Wednesday, November 16, 2005

Just the Three, er, Two, of Us.

I don't know that this WaPo editorial is quite as infuriating to me as it is to Katherine Jean Lopez, but I can see what has her goat. Among pro-lifers, the only thing as arguably monstrous than a partial-birth abortion is aborting a fetus because of Down Syndrome or other mental handicap. My sentiments swing the same way; it's a difference of degree from the destruction of "useless eaters" as advocated and practiced by you-know-who.

But I am far from thinking that such was what motivated Ms. Eftimiades. She'll even pay lip service to the notion that raising a mentally handicapped child:
While I have no doubt there can be joys and victories in raising a mentally handicapped child, for me and for Mike, it's a painful journey that we believe is better not taken.
Now who could be so unjust as to take issue with that? It's not that she's opposed to the raising of handicapped children, per se, it just wasn't her bag, baby. The "joys and victories" were, for her lifestyle, insufficient to set aside the pain of the "journey," or something.
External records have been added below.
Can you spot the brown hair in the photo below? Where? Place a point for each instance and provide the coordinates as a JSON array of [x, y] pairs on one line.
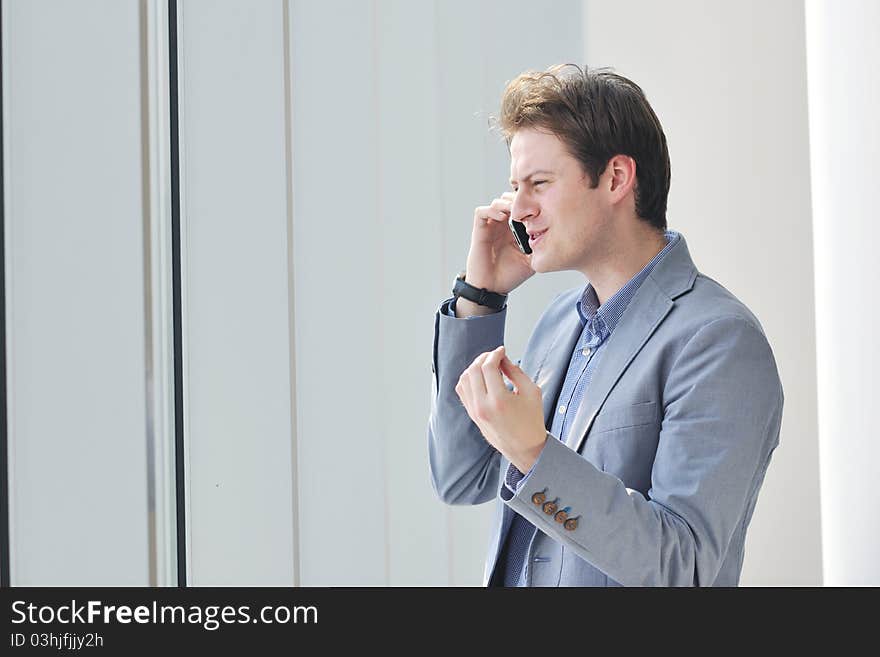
[[597, 114]]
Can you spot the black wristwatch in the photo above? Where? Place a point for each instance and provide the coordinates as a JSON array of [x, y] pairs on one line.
[[478, 295]]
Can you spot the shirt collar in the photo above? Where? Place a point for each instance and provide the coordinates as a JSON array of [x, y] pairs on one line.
[[600, 321]]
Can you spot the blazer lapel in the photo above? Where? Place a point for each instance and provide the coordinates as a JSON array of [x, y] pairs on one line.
[[673, 276], [646, 310], [551, 373]]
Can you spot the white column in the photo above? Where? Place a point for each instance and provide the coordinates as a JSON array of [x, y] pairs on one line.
[[75, 293], [728, 83], [842, 55], [241, 515]]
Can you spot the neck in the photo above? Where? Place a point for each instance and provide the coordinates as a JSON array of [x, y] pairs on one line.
[[625, 255]]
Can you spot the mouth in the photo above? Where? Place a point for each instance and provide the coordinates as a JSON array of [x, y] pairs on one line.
[[537, 236]]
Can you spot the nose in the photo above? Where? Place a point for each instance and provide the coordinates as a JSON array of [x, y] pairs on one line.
[[523, 207]]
Note that all the "joys and victories" of their child's life is talked of as belonging to herself and her man, not the child itself. On first glance, this is unsurprising; spend too much time thinking of the fetus, even a "profoundly retarded" fetus, as an entity all its own capable of its own joys and victories and it becomes harder to justify squelching it. But then she has the temerity to claim that she "made the right choice for the three of us."

How to square these statements? If the choice to abort a child is justifiable because the pain of raising it will be too much for yourselves to handle, then why the need to justify it in term of the needs of the fetus? Does this woman seriously believe that her Down Syndrome-afflicted child would not rather have lived, whatever the cost? If you made the call to spare yourself and your boyfriend difficulties better left untaken, then own it and live with it. Don't sit there and pretend that you made a choice for the three of you when there no longer is a three of you.
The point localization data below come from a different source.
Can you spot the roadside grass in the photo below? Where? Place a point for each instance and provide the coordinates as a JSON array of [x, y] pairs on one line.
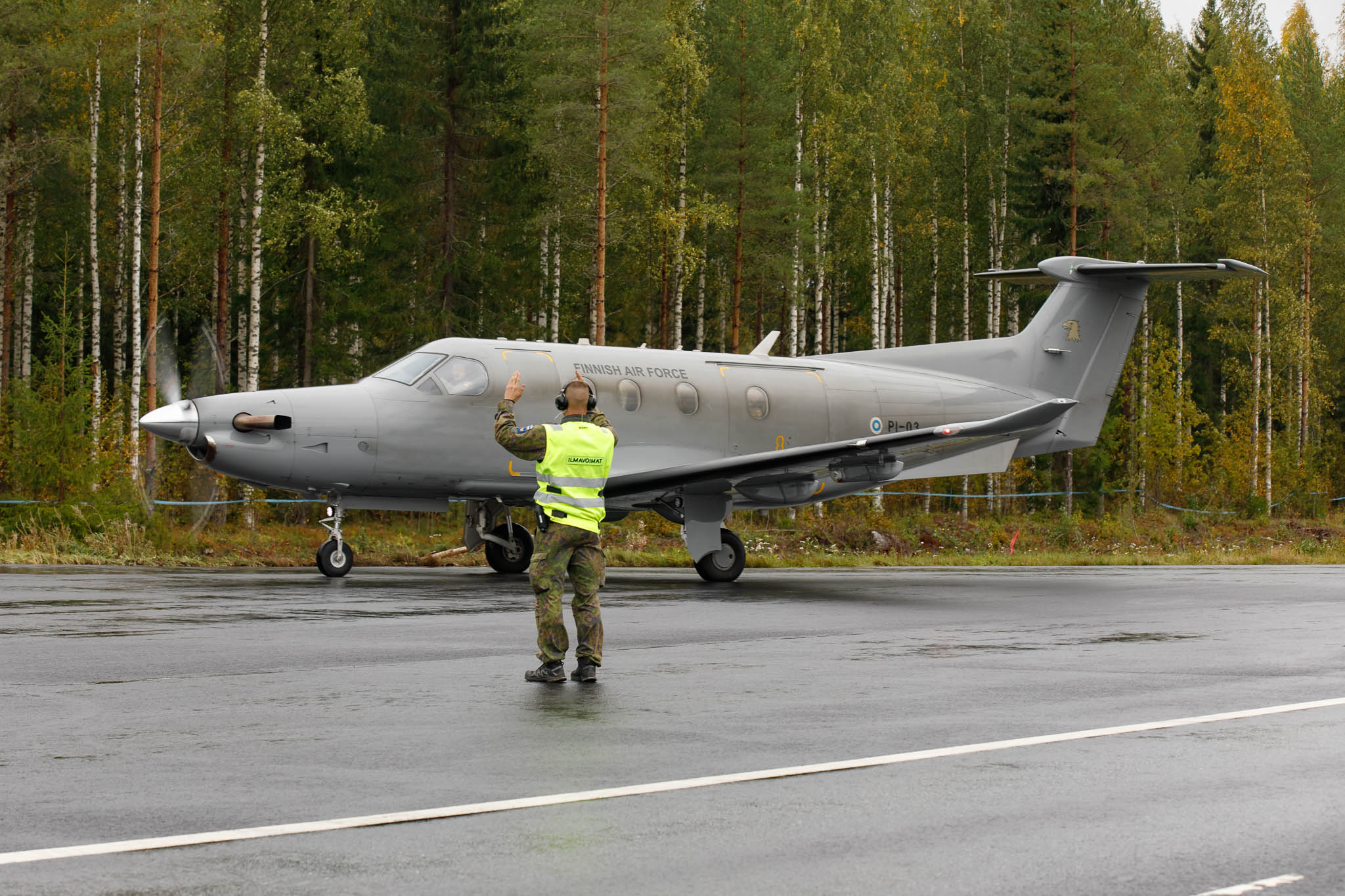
[[849, 532]]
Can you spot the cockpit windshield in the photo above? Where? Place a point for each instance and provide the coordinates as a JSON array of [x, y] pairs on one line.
[[410, 368]]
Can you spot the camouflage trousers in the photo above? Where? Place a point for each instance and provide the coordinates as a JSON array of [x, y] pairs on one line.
[[560, 550]]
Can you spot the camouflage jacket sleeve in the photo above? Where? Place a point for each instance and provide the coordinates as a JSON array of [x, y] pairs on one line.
[[526, 442], [599, 418]]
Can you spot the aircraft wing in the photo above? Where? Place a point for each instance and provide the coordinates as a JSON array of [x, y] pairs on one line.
[[933, 442], [1223, 269]]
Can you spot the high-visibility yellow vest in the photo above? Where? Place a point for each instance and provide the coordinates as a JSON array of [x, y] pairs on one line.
[[571, 477]]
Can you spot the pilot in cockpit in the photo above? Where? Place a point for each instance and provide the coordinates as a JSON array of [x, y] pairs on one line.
[[463, 377]]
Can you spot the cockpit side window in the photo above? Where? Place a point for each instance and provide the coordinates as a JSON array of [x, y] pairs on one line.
[[462, 377], [410, 368]]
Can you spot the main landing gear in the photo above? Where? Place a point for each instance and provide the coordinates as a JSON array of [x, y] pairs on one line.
[[509, 548], [726, 563], [718, 554], [509, 545], [335, 558]]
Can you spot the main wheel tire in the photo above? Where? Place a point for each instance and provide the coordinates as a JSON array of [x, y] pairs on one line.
[[332, 563], [726, 563], [516, 557]]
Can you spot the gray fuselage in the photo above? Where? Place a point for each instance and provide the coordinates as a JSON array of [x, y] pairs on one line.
[[393, 445]]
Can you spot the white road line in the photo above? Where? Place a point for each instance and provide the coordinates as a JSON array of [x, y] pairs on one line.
[[1255, 887], [632, 790]]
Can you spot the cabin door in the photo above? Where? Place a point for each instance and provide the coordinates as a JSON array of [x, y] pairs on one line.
[[774, 408]]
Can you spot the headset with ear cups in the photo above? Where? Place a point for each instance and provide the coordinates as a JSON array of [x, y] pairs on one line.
[[564, 403]]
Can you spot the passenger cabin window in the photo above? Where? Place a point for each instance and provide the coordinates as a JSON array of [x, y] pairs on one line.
[[462, 377], [410, 368], [688, 399], [758, 403], [628, 391]]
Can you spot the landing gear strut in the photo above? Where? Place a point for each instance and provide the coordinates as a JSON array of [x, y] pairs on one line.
[[514, 554], [726, 563], [509, 547], [335, 558]]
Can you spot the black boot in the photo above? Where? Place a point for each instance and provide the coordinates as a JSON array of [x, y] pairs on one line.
[[549, 672]]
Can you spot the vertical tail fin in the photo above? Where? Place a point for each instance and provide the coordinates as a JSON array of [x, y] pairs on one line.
[[1076, 345]]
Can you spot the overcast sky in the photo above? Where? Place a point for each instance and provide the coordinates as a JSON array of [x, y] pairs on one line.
[[1181, 12]]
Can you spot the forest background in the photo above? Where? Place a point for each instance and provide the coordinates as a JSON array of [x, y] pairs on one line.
[[215, 195]]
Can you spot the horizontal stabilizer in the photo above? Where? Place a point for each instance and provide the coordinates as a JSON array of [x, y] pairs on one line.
[[1223, 269]]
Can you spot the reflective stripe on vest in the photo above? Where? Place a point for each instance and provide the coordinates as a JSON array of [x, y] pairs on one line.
[[573, 472]]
One thing further: you aren't denied "the right to grieve". How could you be? What you are denied is the right to use your grief as a shield against the troublesome march of "other people's morality". I'm going to get hate mail for this, but I don't give a hoot in hell about the grief of a woman who gets an abortion. All her agony, powerful though it may be, is entirely self-inflicted, and the suggestion that it trumps someone else's life is insulting to the memory of the dead and the intelligence of the living. The child you had ended no longer has feelings, no longer has pains, no longer has anything. It's dead. You killed it. If you think that's gonna wash away with a few bars of soap and a stale platitude, then maybe "someone else's morality" would do you more good than you think.

Well, I guess it was infuriating after all. I'll be nicer on the next one, I swear.